Arrêts rendus en matière pénale

Président de la République – Exercice des droits de la partie civile – Procès équitable – Égalité des armes – Recevabilité

Ass. plén., 15 juin 2012, pourvoi n° 10-85.678, Bull. crim. 2012, Ass. plén., n° 1, rapport de Mme Bregeon et avis de M. Salvat

Le Président de la République, en sa qualité de victime, ayant joint son action à celle du ministère public, est recevable, en application de l’article 2 du code de procédure pénale, à exercer les droits de la partie civile pendant la durée de son mandat. Au regard du droit à un tribunal indépendant et impartial, qui ne vise que les juges, la seule nomination des juges par le Président de la République ne crée pas pour autant une dépendance à son égard dès lors qu’une fois nommés, ceux-ci, inamovibles, ne reçoivent ni pressions ni instructions dans l’exercice de leurs fonctions juridictionnelles. Les garanties du procès équitable s’apprécient en fonction des circonstances de l’espèce.

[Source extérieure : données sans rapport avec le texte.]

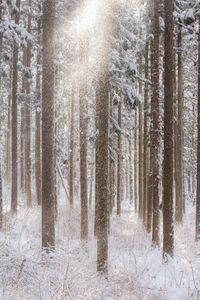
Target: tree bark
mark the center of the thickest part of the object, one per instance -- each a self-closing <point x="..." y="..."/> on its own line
<point x="48" y="128"/>
<point x="14" y="187"/>
<point x="168" y="225"/>
<point x="198" y="150"/>
<point x="155" y="121"/>
<point x="38" y="169"/>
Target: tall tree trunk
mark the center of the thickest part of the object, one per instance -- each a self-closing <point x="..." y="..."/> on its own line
<point x="155" y="120"/>
<point x="102" y="152"/>
<point x="48" y="128"/>
<point x="1" y="102"/>
<point x="119" y="162"/>
<point x="136" y="163"/>
<point x="198" y="150"/>
<point x="83" y="147"/>
<point x="145" y="137"/>
<point x="179" y="171"/>
<point x="38" y="169"/>
<point x="27" y="119"/>
<point x="168" y="227"/>
<point x="102" y="172"/>
<point x="14" y="187"/>
<point x="71" y="159"/>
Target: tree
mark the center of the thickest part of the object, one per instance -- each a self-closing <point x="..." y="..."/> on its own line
<point x="27" y="118"/>
<point x="102" y="152"/>
<point x="14" y="187"/>
<point x="119" y="161"/>
<point x="155" y="122"/>
<point x="168" y="228"/>
<point x="179" y="136"/>
<point x="71" y="170"/>
<point x="38" y="175"/>
<point x="48" y="127"/>
<point x="198" y="149"/>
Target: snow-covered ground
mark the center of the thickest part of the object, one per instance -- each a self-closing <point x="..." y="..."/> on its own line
<point x="136" y="270"/>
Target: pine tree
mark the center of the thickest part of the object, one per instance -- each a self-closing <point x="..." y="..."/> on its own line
<point x="168" y="227"/>
<point x="48" y="128"/>
<point x="14" y="187"/>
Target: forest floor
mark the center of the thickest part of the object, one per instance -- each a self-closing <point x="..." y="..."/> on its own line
<point x="136" y="270"/>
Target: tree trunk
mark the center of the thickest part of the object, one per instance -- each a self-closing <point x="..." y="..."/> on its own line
<point x="145" y="137"/>
<point x="71" y="159"/>
<point x="27" y="119"/>
<point x="198" y="150"/>
<point x="119" y="162"/>
<point x="168" y="227"/>
<point x="38" y="169"/>
<point x="48" y="128"/>
<point x="155" y="121"/>
<point x="179" y="171"/>
<point x="14" y="187"/>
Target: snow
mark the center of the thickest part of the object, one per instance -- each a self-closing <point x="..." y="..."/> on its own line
<point x="136" y="270"/>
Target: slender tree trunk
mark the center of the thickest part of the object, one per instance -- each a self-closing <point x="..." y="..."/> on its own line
<point x="145" y="137"/>
<point x="119" y="162"/>
<point x="168" y="227"/>
<point x="1" y="101"/>
<point x="71" y="159"/>
<point x="130" y="168"/>
<point x="14" y="187"/>
<point x="38" y="167"/>
<point x="102" y="173"/>
<point x="27" y="119"/>
<point x="83" y="150"/>
<point x="155" y="120"/>
<point x="102" y="153"/>
<point x="136" y="164"/>
<point x="179" y="187"/>
<point x="198" y="150"/>
<point x="48" y="128"/>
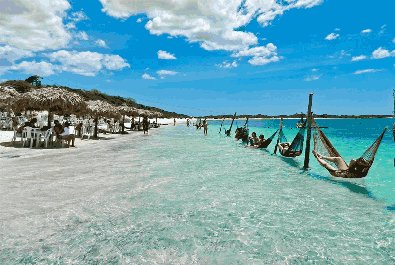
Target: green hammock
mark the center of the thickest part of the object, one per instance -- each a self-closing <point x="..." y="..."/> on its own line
<point x="357" y="168"/>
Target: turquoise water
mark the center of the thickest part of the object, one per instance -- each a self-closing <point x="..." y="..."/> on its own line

L’article 67 de la Constitution, dans sa rédaction issue de la loi constitutionnelle n° 2007-238 du 23 février 2007, prévoit que le Président de la République « ne peut, durant son mandat et devant aucune juridiction ou autorité administrative française, être requis de témoigner non plus que faire l’objet d’une action, d’un acte d’information, d’instruction ou de poursuite » et que tout délai de prescription ou de forclusion est suspendu jusqu’à l’expiration d’un délai d’un mois suivant la cessation de ses fonctions. Ni la commission présidée par le professeur Pierre Avril, dont le rapport a été utilisé lors de l’élaboration de ce texte, ni les parlementaires, au cours de leurs travaux préparatoires, n’ont évoqué la possibilité pour le chef de l’État français d’agir en justice au cours de l’exercice de son mandat.

Saisie d’un pourvoi formé par un prévenu contre un arrêt de condamnation pénale pour des délits d’escroquerie, l’assemblée plénière a été appelée à se prononcer sur la constitution de partie civile du Président de la République, victime d’une partie des faits.

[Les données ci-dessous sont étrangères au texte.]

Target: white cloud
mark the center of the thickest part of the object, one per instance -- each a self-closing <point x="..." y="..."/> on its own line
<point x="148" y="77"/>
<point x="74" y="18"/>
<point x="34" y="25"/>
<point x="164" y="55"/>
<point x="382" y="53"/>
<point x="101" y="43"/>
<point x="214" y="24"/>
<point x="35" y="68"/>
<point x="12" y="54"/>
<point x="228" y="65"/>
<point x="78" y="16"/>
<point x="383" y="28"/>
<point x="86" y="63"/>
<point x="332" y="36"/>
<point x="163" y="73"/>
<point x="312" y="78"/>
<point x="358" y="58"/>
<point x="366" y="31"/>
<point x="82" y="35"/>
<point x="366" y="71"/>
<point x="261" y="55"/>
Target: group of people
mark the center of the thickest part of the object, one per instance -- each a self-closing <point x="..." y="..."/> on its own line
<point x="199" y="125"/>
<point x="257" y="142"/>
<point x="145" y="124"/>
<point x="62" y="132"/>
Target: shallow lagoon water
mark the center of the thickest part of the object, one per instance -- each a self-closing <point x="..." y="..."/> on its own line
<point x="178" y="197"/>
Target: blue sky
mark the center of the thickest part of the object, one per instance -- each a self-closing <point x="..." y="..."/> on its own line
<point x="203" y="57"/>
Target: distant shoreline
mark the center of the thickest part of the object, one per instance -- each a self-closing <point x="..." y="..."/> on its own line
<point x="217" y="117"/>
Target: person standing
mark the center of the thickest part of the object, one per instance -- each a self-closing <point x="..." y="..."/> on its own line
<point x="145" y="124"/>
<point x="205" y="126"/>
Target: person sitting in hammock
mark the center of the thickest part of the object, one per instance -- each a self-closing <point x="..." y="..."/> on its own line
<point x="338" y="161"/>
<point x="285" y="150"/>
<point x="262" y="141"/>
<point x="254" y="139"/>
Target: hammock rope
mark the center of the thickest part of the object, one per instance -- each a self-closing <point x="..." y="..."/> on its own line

Aucun texte n’interdit l’exercice de cette faculté, mais le pourvoi en soulevait l’impossibilité au regard des exigences de la Convention de sauvegarde des droits de l’homme et des libertés fondamentales sur le procès équitable, à raison, d’une part, de l’interdiction d’interroger ou de confronter le chef de l’État et, en cas d’abus de sa part, d’agir contre lui, tant civilement que pénalement, pendant la durée de son mandat, d’autre part, du fait qu’il intervient dans la nomination des magistrats.

L’assemblée plénière constate qu’en l’espèce :

– le risque de procédure abusive de la part du Président de la République n’existait pas puisque celui-ci est intervenu comme partie civile dans une procédure déjà engagée par le ministère public et que le prévenu n’a pas bénéficié d’une décision de non-lieu ou de relaxe ;

– l’impossibilité d’interroger ou de confronter le chef de l’État était dépourvue d’incidence puisque la culpabilité du prévenu résultait d’autres éléments.

L’assemblée plénière retient par ailleurs que la signature des décrets de nomination des juges du siège par le Président de la République ne suffit pas à créer une dépendance à son égard.